Fino a questo punto ci ha amati! Fino a legarsi a noi indissolubilmente, per sempre! Lo esprime bene un passaggio di un’omelia di San Giovanni Crisostomo: “Il Signore Gesù oggi ci dice: «Sono venuto a te, ti ho cercato, sono corso dietro a te, ti ho afferrato, ti ho abbracciato. Mangiami, ti ho detto, bevimi. Non voglio che niente ci separi, voglio che io e te siamo una cosa sola»”. Non c’è evento umano, bello o brutto, gioioso o tragico, che sia sconosciuto a Dio, perché Gesù Cristo, il Dio fatto uomo, ha vissuto tutto ciò che viviamo noi e ha portato tutto nel cuore del Padre, in attesa che tutta la nostra vita, purificata e trasfigurata dall’Amore, possa, un giorno, partecipare pienamente alla festa dell’amore trinitario, mentre, per ora, insieme a Lui viviamo in questo “già e non ancora”.
Quale dignità per ogni uomo! Se la nostra umanità è entrata nel cuore di Dio, significa che dobbiamo “toglierci i sandali” davanti ad ogni uomo, anche il più abbruttito, perché in quell’uomo c’è una scintilla divina.

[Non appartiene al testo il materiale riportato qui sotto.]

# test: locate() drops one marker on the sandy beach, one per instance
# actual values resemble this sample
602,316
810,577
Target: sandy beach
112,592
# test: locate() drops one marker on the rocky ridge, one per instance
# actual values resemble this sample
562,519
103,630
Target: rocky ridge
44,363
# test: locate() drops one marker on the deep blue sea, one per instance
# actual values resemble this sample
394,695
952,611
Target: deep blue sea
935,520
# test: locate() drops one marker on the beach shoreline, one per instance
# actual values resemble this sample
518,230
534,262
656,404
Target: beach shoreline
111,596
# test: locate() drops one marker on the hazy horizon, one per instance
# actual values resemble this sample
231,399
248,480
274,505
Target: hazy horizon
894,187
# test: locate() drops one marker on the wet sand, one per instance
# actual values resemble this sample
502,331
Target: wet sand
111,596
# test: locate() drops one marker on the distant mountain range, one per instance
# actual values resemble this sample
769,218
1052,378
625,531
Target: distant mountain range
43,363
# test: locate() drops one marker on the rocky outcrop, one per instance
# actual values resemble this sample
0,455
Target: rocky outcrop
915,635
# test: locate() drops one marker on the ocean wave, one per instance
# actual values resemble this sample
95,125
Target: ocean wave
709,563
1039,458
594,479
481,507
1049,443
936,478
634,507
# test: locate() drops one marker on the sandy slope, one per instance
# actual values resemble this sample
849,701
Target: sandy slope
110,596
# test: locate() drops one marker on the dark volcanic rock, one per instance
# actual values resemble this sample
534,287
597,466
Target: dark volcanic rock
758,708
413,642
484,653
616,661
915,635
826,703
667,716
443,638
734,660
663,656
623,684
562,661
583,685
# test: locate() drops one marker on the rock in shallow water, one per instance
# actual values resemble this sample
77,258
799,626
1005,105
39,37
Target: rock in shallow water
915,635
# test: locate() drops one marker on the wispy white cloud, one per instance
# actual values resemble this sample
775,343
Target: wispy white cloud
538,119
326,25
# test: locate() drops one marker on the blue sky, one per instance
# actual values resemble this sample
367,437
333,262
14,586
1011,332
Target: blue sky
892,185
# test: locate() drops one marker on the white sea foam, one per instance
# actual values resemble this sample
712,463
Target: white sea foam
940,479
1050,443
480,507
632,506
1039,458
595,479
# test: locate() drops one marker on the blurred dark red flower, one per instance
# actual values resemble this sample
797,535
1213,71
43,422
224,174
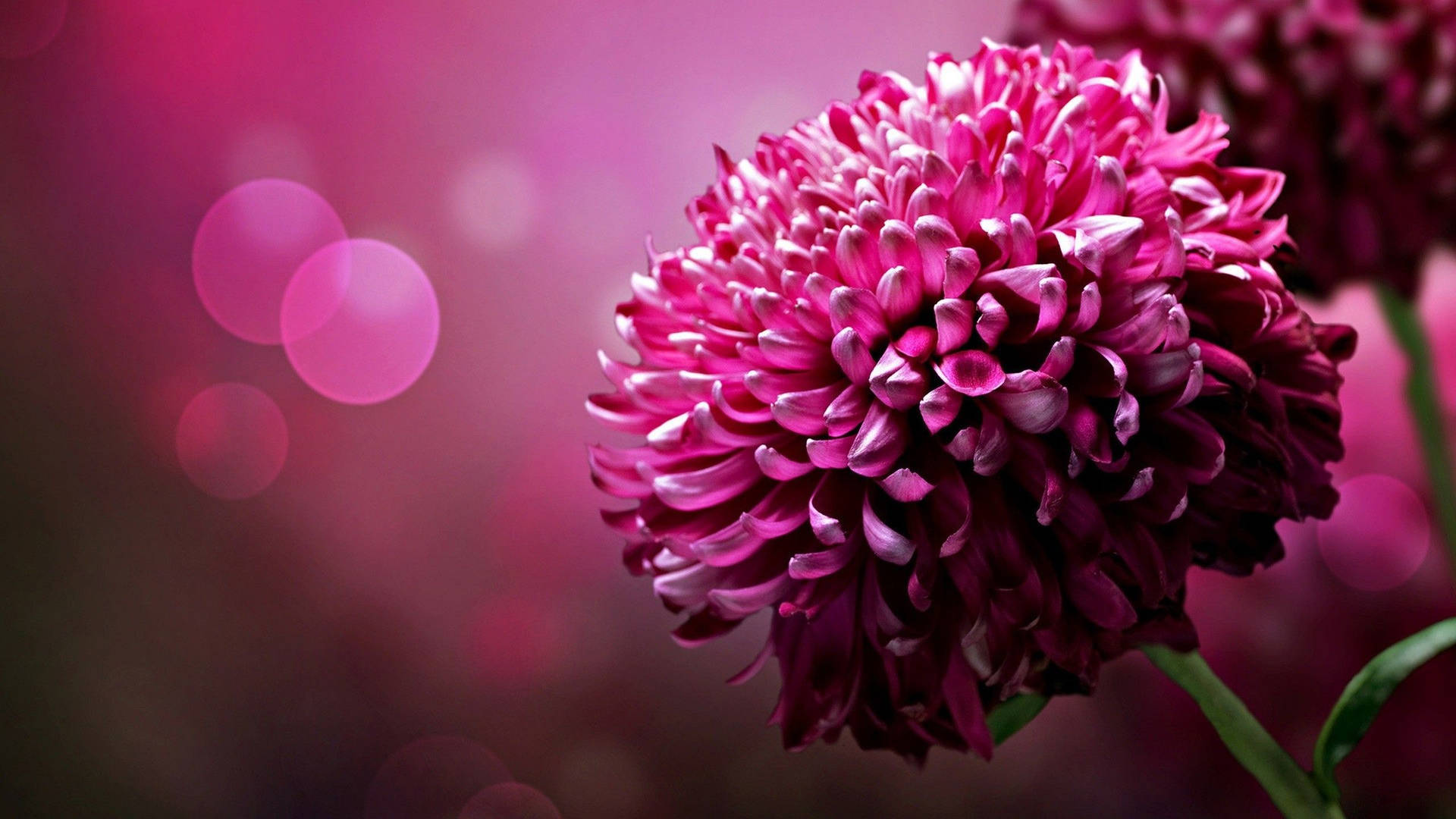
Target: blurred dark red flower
1353,99
959,381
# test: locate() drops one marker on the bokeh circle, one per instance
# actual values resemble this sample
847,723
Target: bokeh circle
433,779
27,27
1379,534
360,321
248,248
232,441
510,800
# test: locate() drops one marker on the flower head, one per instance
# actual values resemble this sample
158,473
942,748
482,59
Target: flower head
957,382
1353,99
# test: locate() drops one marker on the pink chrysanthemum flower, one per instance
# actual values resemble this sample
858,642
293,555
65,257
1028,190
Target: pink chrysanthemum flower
1353,99
957,382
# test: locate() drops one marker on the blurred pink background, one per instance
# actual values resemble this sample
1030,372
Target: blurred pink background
433,566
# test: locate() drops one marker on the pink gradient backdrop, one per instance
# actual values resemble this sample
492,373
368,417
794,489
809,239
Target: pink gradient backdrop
433,564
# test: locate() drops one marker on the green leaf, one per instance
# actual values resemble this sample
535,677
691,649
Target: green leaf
1014,714
1367,692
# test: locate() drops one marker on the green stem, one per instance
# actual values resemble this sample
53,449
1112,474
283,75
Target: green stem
1426,410
1288,784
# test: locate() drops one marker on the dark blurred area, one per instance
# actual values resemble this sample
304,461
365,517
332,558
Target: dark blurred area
433,566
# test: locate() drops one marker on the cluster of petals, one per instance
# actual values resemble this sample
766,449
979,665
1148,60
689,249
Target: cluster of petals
957,382
1353,99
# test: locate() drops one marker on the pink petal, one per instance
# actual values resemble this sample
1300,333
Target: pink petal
880,442
971,372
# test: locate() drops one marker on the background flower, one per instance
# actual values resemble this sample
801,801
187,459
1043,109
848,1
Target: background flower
959,381
1353,99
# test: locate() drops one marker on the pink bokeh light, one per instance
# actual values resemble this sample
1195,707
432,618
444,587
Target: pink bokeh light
27,27
511,800
360,321
431,779
232,441
1379,534
248,248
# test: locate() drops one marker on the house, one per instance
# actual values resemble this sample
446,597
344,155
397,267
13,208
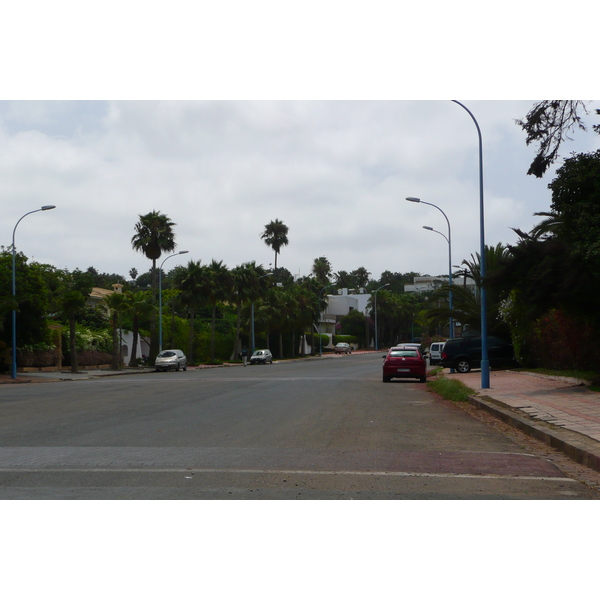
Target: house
96,297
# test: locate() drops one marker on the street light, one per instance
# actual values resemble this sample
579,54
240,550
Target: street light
320,341
13,369
485,363
375,294
449,240
252,317
160,296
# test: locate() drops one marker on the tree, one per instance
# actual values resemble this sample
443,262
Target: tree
153,236
576,205
116,303
140,308
548,123
72,302
194,283
275,236
361,276
217,288
321,269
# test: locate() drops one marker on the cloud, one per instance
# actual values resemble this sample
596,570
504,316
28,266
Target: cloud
336,172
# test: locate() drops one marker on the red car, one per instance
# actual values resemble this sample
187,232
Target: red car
404,361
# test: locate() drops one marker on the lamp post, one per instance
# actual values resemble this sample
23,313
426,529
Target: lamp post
449,240
160,296
375,294
320,341
449,275
485,363
13,368
252,317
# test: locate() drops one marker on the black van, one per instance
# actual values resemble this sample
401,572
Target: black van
464,354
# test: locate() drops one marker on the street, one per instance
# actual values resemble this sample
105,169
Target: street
312,429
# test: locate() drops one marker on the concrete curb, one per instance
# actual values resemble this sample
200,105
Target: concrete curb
580,448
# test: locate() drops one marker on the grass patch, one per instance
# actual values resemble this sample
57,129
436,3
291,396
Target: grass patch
589,375
451,389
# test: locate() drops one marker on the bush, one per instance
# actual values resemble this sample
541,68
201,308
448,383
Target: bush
451,389
349,339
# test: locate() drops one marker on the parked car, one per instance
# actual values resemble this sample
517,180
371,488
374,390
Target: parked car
261,357
464,354
343,348
435,352
404,361
171,359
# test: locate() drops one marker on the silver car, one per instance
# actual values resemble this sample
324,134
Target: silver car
261,357
170,359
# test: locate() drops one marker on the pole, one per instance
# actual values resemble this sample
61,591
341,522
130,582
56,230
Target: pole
13,366
485,363
320,313
376,345
160,296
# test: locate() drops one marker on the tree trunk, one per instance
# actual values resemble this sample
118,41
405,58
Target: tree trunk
72,342
116,360
133,359
154,342
212,333
190,355
237,345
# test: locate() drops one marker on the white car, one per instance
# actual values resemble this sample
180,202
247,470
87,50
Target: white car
171,359
343,348
261,357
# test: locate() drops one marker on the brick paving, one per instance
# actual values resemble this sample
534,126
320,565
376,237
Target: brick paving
558,401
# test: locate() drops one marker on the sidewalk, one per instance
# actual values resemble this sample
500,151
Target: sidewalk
560,411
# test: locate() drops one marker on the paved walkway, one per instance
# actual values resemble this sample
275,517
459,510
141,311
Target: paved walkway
558,410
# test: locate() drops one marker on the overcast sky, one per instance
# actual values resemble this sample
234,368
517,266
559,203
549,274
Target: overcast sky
335,172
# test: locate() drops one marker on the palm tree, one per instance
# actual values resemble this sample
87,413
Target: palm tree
321,269
193,281
275,236
72,301
153,236
217,287
140,309
244,280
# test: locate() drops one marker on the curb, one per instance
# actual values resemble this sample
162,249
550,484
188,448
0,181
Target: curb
580,448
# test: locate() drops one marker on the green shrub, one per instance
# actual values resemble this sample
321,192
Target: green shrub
451,389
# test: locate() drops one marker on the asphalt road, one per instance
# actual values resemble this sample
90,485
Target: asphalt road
316,429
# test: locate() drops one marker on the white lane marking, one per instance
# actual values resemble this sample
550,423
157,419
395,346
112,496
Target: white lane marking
285,472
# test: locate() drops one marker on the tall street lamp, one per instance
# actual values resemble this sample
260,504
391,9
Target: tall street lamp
449,240
485,363
449,275
13,369
252,317
160,296
320,341
375,294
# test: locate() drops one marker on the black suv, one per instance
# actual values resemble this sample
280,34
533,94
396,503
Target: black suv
464,354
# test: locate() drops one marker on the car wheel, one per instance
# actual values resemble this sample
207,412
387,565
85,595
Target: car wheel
463,366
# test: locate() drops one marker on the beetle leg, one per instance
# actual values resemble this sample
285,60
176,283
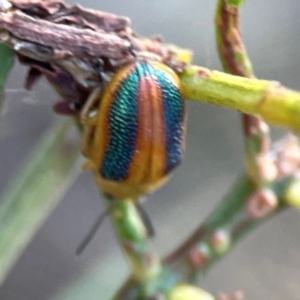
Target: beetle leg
88,115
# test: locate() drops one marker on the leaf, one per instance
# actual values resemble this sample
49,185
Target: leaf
50,170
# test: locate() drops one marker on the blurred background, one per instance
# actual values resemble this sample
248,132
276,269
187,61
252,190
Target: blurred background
266,265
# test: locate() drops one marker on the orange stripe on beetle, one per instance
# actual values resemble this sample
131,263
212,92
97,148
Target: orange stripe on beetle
140,130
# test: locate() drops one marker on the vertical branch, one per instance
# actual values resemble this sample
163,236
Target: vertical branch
235,60
148,278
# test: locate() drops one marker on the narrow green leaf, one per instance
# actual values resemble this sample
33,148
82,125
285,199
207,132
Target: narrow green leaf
47,175
6,64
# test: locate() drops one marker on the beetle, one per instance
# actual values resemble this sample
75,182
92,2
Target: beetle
134,129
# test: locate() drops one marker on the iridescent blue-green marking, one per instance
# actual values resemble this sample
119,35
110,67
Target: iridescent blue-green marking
123,129
174,118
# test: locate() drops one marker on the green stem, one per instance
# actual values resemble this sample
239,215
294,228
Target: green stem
229,222
268,99
235,60
47,175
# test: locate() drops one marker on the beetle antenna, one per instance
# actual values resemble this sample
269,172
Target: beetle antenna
93,230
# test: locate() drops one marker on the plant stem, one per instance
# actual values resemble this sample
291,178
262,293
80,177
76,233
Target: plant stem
268,99
227,224
235,60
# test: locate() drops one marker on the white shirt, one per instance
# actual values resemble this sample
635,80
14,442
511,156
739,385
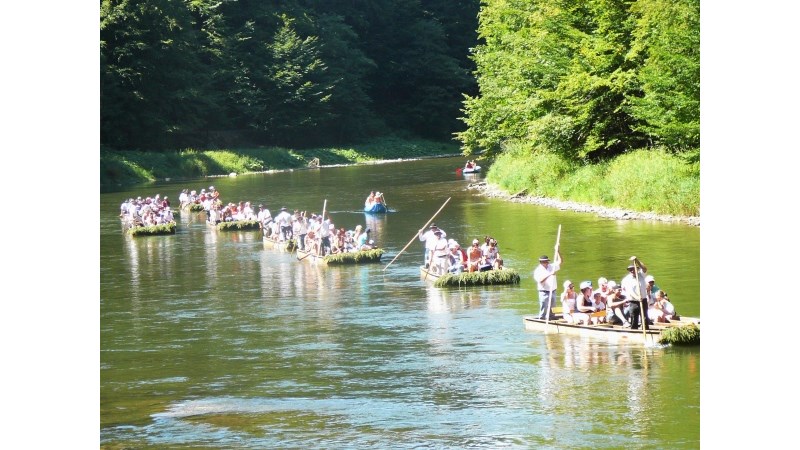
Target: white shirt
429,238
633,290
541,272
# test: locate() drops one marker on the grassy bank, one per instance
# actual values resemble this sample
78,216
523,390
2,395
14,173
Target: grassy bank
642,180
129,167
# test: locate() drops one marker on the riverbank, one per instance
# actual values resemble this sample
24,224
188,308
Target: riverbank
131,167
494,191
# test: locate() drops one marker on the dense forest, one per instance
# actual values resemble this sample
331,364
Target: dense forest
203,73
587,80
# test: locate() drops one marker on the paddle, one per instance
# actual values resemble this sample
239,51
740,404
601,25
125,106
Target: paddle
415,236
322,221
550,297
641,298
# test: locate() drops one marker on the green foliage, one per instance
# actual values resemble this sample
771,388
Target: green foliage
683,335
644,180
202,73
585,80
132,166
516,170
667,50
488,277
238,225
195,207
153,230
360,257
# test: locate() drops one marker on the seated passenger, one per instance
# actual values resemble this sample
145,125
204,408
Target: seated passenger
568,305
600,306
456,259
663,310
584,302
474,257
615,307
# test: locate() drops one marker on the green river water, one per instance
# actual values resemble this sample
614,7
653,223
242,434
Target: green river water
213,340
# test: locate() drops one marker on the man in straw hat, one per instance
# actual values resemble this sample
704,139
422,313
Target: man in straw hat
635,288
545,276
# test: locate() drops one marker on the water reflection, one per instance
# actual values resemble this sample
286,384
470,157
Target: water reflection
215,339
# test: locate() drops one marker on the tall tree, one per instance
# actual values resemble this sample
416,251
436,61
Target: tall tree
152,82
567,77
667,48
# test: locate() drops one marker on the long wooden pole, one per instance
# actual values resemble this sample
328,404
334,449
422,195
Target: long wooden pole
643,304
549,297
322,221
415,236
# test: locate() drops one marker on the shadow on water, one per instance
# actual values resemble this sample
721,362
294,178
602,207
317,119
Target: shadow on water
216,339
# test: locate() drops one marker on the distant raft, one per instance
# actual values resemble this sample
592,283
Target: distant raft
375,208
192,207
487,277
237,225
152,230
287,245
344,258
681,331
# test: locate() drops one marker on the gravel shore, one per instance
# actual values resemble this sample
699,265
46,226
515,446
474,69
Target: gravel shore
611,213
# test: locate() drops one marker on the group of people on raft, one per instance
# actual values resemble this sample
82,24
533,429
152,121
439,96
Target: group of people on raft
187,197
313,233
373,198
443,256
618,304
146,212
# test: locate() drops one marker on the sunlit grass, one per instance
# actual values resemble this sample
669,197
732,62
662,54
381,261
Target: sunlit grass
642,180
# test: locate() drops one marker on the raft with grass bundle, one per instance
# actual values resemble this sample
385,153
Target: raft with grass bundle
487,277
375,208
287,245
683,331
192,207
236,225
152,230
344,258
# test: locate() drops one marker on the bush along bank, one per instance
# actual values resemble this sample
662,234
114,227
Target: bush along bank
130,167
645,184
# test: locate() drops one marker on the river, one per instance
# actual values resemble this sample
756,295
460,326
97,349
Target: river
212,339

Se la nostra umanità è entrata nel cuore di Dio, significa che le tante vicende dolorose e spesso tragiche che viviamo, a livello personale e mondiale, non possono gettarci nello sconforto e nella disperazione, perché Dio le conosce fino in fondo, le vive con noi e ci aiuta, con la forza del suo Spirito, ad assumerle e ad esprimere in esse energie di dono.
Da questa festa, dunque, ci giunge ancora un altro messaggio: l’unico cammino che conduce al cielo è quello che percorre le strade polverose di questa terra, una terra abitata da Colui che mai l’abbandona, una terra abitata da noi, rivestiti della potenza dello Spirito, chiamati non a vivere con il naso all’insù, guardando il cielo, ma ad impastarci con questa terra, per scoprire in essa quel cielo a cui essa è ormai indissolubilmente legata.